Query Cost vs. Execution Speed + Parallelism Query Cost vs. Execution Speed + Parallelism oracle oracle

Query Cost vs. Execution Speed + Parallelism


The rule your DBA gave you doesn't make a lot of sense. Worrying about the cost that is reported for a query is very seldom productive. First, you cannot directly compare the cost of two different queries-- one query that has a cost in the millions may run very quickly and consume very few system resources another query that has a cost in the hundreds may run for hours and bring the server to its knees. Second, cost is an estimate. If the optimizer made an accurate estimate of the cost, that strongly implies that it has come up with the optimal query plan which would mean that it is unlikely that you'd be able to modify the query to return the same results while using fewer resources. If the optimizer made an inaccurate estimate of the cost, that strongly implies that it has come up with a poor query plan in which case the reported cost would have no relationship to any useful metric you'd come up with. Most of the time, the queries you're trying to optimize are the queries where the optimizer generated an incorrect query plan because it incorrectly estimated the cost of various steps.

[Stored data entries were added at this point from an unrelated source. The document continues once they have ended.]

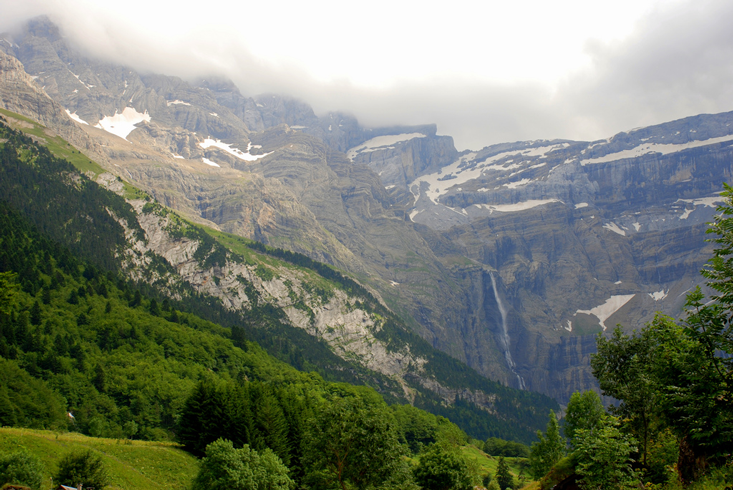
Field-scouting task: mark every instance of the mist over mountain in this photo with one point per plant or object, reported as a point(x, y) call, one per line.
point(671, 63)
point(510, 258)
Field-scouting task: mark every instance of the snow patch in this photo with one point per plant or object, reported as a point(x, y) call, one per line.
point(704, 201)
point(659, 295)
point(647, 148)
point(76, 118)
point(123, 124)
point(520, 206)
point(614, 228)
point(519, 183)
point(247, 157)
point(606, 310)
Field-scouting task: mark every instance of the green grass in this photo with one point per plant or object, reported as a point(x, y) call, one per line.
point(487, 464)
point(131, 465)
point(56, 145)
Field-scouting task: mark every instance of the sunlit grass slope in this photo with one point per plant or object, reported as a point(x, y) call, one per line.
point(138, 465)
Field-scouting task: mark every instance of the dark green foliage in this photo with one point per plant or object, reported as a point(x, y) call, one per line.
point(674, 379)
point(241, 469)
point(21, 468)
point(417, 427)
point(442, 469)
point(603, 457)
point(112, 364)
point(548, 450)
point(353, 443)
point(36, 182)
point(50, 192)
point(82, 467)
point(28, 402)
point(503, 477)
point(585, 411)
point(508, 449)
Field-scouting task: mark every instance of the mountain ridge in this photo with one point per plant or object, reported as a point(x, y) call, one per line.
point(548, 231)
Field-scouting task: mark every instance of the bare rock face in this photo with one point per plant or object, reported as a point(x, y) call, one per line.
point(510, 258)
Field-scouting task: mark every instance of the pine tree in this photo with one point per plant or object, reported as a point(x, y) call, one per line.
point(503, 477)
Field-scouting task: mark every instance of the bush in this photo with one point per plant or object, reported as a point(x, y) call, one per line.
point(241, 469)
point(441, 469)
point(21, 468)
point(83, 467)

Tricking the optimizer by using hints that may or may not actually change the query plan (depending on how parallelism is configured, for example) is very unlikely to solve a problem-- it's much more likely to cause the optimizer's estimates to be less accurate and make it more likely that it chooses a query plan that consumes far more resources than it needs to. A parallel hint with a high degree of parallelism, for example, would tell Oracle to drastically reduce the cost of a full table scan which makes it more likely that the optimizer would choose that over an index scan. That is seldom something that your DBAs would want to see.

If you're looking for a single metric that tells you whether a query plan is reasonable, I'd use the amount of logical I/O. Logical I/O is correlated pretty well with actual query performance and with the amount of resources your query consumes. Looking at execution time can be problematic because it varies significantly based on what data happens to be cached (which is why queries often run much faster the second time they're executed) while logical I/O doesn't change based on what data is in cache. It also lets you scale your expectations as the number of rows your queries need to process change. If you're writing a query that needs to aggregate data from 1 million rows, for example, that should consume far more resources than a query that needs to return 100 rows of data from a table with no aggregation. If you're looking at logical I/O, you can easily scale your expectations to the size of the problem to figure out how efficient your queries could realistically be.

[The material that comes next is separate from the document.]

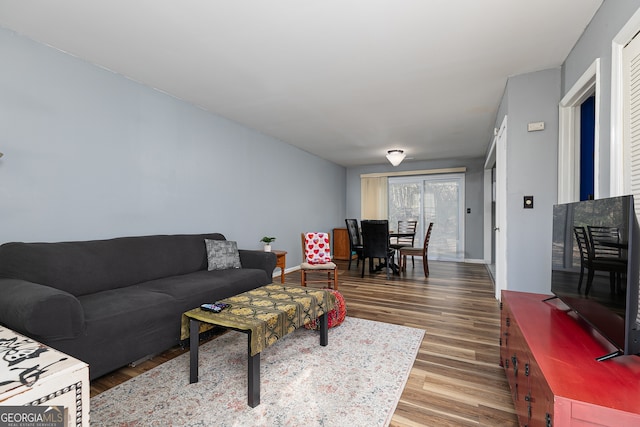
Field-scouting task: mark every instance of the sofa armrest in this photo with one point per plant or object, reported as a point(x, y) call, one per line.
point(38, 311)
point(258, 259)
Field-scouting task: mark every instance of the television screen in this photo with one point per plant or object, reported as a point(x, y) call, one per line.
point(594, 270)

In Christian Antognini's "Troubleshooting Oracle Performance" (page 450), for example, he gives a rule of thumb that is pretty reasonable

  • 5 logical reads per row that is returned/ aggregated is probably very good
  • 10 logical reads per row that is returned/ aggregated is probably adequate
  • 20+ logical reads per row that is returned/ aggregated is probably inefficient and needs to be tuned

Different systems with different data models may merit tweaking the buckets a bit but those are likely to be good starting points.

My guess is that if you're researchers that are not developers, you're probably running queries that need to aggregate or fetch relatively large data sets, at least in comparison to those that application developers are commonly writing. If you're scanning a million rows of data to generate some aggregate results, your queries are naturally going to consume far more resources than an application developer whose queries are reading or writing a handful of rows. You may be writing queries that are just as efficient from a logical I/O per row perspective, you just may be looking at many more rows.

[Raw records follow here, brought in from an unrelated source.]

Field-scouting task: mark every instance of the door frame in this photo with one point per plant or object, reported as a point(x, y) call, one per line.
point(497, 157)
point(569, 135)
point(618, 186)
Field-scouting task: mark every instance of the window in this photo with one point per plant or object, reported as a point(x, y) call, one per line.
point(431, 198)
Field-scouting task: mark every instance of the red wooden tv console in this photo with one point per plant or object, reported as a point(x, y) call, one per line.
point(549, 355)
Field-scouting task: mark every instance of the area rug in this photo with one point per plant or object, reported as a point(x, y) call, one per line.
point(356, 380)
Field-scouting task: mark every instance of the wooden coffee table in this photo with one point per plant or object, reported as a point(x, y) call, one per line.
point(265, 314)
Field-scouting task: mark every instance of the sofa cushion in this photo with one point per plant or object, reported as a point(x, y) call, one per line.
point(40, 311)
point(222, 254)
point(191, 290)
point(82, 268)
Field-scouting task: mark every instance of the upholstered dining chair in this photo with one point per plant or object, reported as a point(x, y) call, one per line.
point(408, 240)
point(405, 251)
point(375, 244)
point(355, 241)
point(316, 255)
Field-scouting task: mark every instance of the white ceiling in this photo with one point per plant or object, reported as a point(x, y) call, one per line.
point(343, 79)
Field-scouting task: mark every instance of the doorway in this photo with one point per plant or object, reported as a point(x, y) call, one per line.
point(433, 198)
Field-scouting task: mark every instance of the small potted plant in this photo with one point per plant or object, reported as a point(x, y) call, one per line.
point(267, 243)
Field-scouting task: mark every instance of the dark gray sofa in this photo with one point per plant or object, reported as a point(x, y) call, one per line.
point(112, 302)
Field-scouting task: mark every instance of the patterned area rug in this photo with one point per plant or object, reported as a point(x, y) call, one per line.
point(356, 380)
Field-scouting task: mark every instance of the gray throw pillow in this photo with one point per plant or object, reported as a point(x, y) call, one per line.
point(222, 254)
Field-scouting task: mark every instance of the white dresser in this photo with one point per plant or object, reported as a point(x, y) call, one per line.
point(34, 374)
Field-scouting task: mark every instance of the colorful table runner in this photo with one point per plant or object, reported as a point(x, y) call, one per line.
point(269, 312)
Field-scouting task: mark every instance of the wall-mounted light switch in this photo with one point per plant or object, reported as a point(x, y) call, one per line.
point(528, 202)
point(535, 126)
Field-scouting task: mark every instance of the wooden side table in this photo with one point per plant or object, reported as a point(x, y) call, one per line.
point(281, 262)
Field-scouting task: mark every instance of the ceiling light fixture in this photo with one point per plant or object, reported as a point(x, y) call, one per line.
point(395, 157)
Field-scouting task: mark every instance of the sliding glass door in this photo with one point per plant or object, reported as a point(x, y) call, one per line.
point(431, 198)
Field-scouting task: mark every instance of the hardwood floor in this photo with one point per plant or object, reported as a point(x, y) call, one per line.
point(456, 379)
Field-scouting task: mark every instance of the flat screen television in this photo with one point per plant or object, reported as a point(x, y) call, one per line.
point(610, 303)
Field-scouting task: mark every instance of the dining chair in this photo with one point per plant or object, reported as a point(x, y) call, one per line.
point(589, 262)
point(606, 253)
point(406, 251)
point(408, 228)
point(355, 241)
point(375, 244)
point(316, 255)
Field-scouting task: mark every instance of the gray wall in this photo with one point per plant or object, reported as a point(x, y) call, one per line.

If you are running queries against the live production database, you may well be in a situation where it makes sense to start segregating workload. Most organizations reach a point where running reporting queries against the live database starts to create issues for the production system. One common solution to this sort of problem is to create a separate reporting database that is fed from the production system (either via a nightly snapshot or by an ongoing replication process) where reporting queries can run without disturbing the production application. Another common solution is to use something like Oracle Resource Manager to limit the amount of resources available to one group of users (in this case, report developers) in order to minimize the impact on higher priority users (in this case, users of the production system).